The point of this is to argue that it’s a bad idea to challenge progressives in areas where they have institutional control. You could counter by using the recent example of right-wingers crashing the Hugo Awards, but ultimately, what that was good for was just demoralizing fringe progressives while heartening some right-wing genre fiction fans. The official science fiction author’s groups are, for the most part, still solidly progressive, and will continue to be so. Creating alternative institutions is more important and effective than trying to take over progressive institutions which are only nominally neutral.
The more profound impact on progressive institutions has come from the re-emergence of self publishing and small publishing enabled by Amazon and its eBook platform — a mostly neutral bookstore which has contributed much to the weakening of the progressive critical establishment, which they complain about endlessly. When the opposition complains about something, it’s wonderful, because they’re telling you where the pain is, and if they’re telling you where the pain is, then that’s where you should apply more pressure to cause more of it.

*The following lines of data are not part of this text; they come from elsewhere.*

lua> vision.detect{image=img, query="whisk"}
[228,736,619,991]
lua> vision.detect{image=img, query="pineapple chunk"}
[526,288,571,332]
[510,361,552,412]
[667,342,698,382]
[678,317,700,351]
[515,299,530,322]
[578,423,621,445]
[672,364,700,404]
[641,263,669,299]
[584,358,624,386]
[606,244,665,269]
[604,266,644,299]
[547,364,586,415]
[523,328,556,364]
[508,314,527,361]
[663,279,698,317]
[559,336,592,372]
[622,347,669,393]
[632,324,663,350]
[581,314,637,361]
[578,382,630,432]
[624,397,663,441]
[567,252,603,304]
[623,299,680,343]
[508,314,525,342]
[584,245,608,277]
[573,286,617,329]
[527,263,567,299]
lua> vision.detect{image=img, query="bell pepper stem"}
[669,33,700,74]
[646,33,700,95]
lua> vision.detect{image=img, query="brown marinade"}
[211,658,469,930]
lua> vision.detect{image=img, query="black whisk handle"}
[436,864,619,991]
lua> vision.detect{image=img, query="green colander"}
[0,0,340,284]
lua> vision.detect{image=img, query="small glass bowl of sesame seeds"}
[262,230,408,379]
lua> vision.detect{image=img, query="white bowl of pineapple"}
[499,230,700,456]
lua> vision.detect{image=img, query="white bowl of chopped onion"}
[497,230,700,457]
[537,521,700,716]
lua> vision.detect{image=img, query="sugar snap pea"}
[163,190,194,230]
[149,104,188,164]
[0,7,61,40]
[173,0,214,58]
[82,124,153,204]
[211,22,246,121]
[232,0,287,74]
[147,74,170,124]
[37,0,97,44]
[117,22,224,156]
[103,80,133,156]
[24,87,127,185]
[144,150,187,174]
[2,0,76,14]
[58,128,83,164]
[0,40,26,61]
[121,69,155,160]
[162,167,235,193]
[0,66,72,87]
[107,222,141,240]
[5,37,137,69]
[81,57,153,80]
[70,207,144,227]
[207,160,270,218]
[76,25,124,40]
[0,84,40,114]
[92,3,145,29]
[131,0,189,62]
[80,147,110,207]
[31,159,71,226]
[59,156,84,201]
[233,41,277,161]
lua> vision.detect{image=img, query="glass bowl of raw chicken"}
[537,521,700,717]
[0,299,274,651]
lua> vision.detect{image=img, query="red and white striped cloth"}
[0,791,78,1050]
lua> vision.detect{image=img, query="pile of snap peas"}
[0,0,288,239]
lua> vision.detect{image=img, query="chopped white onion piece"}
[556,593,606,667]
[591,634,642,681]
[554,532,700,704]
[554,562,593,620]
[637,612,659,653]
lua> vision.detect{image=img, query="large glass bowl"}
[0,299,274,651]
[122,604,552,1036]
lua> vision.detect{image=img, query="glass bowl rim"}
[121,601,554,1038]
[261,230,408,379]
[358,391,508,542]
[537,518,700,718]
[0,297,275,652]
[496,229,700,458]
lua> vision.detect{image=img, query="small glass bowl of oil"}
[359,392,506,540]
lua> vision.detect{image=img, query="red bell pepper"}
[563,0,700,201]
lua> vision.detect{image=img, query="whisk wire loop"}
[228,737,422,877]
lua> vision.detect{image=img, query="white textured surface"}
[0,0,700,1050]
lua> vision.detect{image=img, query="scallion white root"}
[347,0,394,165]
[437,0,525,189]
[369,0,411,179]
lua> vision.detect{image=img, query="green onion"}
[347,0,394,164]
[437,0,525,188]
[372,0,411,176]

It’s also important to understand that, when making moral arguments in a progressive country, where most people believe in most of the tenets of progressivism, that you have the low ground when making such arguments. It’s futile to criticize progressives on moral grounds which they don’t accept, and which the majority of Westerners tend not to accept. You have to shore up the alternative moral institutions to provide those opposing sources of authority in order to create a self-sustaining resistance.